She thought of their first house, standing dark and empty with a FOR SALE sign planted in the yard, and felt as if the world had become very fragile. She held on to the counter to steady herself and took another sip of wine.

“So how’s your love life these days?” Norah asked, changing the subject. “How are things with that guy you were seeing—what was his name—Jeff?”

“Oh, him.” A dark expression crossed Bree’s face, and she shook her head, as if to clear it. “I didn’t tell you? I came home two weeks ago and found him in bed—in my bed—with this sweet young thing who worked with us on the mayoral campaign.”

“Oh! I’m sorry.”

Bree shook her head. “Don’t be. It’s not like I loved him or anything. We were just good, you know, together. At least I thought so.”
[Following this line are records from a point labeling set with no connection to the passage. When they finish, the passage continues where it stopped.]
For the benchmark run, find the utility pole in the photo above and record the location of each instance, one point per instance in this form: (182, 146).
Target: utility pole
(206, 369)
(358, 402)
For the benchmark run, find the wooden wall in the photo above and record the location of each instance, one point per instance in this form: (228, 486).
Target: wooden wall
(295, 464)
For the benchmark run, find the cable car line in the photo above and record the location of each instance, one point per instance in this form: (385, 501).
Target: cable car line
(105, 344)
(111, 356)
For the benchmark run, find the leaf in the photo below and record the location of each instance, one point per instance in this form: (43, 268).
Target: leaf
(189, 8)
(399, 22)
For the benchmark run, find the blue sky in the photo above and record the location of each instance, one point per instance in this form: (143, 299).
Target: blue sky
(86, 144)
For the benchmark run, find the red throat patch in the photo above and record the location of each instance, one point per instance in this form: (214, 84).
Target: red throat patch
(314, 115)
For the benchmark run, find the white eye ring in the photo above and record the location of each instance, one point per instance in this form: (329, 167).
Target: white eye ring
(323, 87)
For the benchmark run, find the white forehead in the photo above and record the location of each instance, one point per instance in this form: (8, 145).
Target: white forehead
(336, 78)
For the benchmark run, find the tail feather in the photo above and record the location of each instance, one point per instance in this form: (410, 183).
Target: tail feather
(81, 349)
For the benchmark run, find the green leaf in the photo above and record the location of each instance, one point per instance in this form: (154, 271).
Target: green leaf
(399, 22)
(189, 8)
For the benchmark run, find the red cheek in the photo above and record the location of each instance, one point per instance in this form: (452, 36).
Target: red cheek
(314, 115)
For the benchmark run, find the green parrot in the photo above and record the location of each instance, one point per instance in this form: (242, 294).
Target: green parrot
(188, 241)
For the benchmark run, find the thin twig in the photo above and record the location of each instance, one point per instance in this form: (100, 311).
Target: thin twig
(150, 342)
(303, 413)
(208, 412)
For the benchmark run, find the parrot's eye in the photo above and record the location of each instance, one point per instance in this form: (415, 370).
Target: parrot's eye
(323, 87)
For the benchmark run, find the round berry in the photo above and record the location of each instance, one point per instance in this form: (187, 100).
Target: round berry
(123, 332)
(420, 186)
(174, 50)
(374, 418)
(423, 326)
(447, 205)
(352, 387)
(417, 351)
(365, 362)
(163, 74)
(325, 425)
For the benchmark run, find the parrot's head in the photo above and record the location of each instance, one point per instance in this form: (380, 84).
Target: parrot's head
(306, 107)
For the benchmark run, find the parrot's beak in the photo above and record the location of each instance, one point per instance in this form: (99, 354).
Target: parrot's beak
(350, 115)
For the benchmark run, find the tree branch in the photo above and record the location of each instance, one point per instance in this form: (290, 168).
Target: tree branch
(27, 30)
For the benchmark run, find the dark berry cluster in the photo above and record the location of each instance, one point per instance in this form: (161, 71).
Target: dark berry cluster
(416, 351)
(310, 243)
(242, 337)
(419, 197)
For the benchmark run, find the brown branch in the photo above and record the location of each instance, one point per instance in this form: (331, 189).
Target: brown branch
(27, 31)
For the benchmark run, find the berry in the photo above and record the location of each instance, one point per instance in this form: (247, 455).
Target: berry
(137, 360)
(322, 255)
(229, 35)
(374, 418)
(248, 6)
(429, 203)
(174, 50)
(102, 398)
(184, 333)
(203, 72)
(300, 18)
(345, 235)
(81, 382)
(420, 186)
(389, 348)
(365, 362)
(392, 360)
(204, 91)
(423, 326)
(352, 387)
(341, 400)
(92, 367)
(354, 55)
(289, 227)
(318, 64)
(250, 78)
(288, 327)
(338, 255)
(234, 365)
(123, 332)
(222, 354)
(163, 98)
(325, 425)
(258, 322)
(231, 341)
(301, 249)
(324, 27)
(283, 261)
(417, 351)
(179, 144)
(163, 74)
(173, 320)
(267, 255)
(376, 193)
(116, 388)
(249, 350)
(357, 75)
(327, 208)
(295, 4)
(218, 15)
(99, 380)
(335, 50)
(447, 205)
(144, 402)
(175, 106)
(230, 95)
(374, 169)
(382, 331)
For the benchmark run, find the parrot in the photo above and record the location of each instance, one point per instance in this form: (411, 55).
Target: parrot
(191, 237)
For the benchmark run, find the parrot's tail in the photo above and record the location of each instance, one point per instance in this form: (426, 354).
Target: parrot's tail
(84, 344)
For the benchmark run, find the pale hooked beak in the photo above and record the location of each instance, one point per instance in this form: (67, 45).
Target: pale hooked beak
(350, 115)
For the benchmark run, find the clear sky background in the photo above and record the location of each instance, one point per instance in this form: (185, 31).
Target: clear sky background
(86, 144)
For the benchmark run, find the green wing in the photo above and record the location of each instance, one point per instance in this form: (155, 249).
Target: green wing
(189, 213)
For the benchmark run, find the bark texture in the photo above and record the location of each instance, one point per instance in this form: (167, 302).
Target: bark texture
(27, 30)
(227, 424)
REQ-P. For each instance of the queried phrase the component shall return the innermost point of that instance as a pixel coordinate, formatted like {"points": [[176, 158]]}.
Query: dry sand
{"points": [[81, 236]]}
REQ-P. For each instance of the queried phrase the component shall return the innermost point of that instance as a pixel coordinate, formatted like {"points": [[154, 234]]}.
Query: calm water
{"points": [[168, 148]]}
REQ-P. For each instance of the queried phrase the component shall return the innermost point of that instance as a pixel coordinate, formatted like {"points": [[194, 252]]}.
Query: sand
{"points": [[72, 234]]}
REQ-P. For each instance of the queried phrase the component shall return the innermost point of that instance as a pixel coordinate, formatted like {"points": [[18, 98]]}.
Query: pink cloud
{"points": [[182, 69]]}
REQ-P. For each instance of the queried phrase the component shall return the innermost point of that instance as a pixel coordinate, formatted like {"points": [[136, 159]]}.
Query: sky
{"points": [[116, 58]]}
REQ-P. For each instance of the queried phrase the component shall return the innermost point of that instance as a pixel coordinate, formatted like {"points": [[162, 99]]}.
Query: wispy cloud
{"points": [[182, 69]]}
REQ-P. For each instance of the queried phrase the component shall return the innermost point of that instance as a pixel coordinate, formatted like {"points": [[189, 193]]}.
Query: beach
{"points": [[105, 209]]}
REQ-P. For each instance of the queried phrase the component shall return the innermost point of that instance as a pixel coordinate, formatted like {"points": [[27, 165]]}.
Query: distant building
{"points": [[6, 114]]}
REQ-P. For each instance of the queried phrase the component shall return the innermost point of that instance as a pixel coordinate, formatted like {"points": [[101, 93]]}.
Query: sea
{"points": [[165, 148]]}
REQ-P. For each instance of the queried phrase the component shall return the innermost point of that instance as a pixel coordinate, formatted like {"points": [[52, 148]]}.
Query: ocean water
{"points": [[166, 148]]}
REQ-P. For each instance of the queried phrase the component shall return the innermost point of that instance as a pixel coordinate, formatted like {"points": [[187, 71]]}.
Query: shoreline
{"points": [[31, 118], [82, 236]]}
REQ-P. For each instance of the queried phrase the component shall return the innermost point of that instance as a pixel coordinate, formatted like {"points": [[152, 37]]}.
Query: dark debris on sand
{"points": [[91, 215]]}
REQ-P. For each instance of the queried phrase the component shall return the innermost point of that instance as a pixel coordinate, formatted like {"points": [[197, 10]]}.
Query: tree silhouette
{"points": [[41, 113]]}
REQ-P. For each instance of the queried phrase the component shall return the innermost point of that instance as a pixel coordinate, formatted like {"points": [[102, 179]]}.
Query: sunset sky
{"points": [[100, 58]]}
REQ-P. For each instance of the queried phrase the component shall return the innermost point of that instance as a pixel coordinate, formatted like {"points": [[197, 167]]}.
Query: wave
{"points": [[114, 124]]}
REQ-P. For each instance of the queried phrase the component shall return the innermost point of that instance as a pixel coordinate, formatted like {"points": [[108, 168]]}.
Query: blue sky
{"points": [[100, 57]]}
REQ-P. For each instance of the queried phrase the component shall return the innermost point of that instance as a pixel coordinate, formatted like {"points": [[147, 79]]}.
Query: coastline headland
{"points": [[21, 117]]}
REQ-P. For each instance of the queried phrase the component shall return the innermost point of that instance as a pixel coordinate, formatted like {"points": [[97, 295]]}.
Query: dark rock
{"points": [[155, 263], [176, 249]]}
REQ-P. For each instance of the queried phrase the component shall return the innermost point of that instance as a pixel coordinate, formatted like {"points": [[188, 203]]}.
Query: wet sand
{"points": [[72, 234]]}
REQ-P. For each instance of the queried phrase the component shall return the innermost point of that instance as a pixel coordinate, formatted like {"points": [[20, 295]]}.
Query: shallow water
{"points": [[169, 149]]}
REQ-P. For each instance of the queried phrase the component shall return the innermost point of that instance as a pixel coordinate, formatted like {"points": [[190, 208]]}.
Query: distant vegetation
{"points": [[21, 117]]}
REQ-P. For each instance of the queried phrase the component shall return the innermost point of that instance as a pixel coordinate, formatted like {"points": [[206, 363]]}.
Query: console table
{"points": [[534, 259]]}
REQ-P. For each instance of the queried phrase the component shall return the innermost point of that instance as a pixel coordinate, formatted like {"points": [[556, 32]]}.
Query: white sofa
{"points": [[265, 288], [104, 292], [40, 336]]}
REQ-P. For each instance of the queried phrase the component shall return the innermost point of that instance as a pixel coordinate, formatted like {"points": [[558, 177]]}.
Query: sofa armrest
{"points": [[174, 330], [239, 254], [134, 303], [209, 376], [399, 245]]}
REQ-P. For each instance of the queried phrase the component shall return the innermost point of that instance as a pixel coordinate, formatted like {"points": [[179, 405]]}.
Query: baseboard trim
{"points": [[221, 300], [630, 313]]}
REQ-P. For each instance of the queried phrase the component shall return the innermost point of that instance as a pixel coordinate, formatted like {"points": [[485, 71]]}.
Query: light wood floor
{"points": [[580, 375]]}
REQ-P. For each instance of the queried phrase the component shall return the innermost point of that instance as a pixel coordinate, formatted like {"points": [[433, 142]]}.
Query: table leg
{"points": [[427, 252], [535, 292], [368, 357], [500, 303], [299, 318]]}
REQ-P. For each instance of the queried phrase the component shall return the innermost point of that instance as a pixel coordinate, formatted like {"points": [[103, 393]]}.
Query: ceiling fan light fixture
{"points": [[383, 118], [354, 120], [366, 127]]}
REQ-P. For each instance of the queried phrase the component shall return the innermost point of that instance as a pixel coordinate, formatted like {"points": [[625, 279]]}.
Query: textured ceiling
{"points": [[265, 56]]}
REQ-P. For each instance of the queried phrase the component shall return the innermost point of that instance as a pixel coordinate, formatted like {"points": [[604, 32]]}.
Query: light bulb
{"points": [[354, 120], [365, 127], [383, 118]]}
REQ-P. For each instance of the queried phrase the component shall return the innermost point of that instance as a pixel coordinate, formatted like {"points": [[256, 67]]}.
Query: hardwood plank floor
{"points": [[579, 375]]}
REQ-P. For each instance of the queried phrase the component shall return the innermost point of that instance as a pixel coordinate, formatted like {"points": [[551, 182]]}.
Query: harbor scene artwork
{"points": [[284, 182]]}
“You didn’t love him?” Norah repeated, hearing and hating her mother’s disapproving voice coming from her own mouth. She did not want to be that person, drinking cups of tea in the orderly silent house of their childhood. But neither did she want to be the person she seemed to be becoming, set loose by grief into a world that made no sense.

“No,” Bree was saying. “No, I didn’t love him, though for a while I thought I might. But that’s not even the point anymore. The point is he turned our whole thing into a cliché. I hate that more than anything—being part of a cliché.”

Bree put her empty glass on the counter and shifted Paul into her other arm. Her face, unadorned, was delicate, finely boned; her cheeks, her lips, were flushed pale pink.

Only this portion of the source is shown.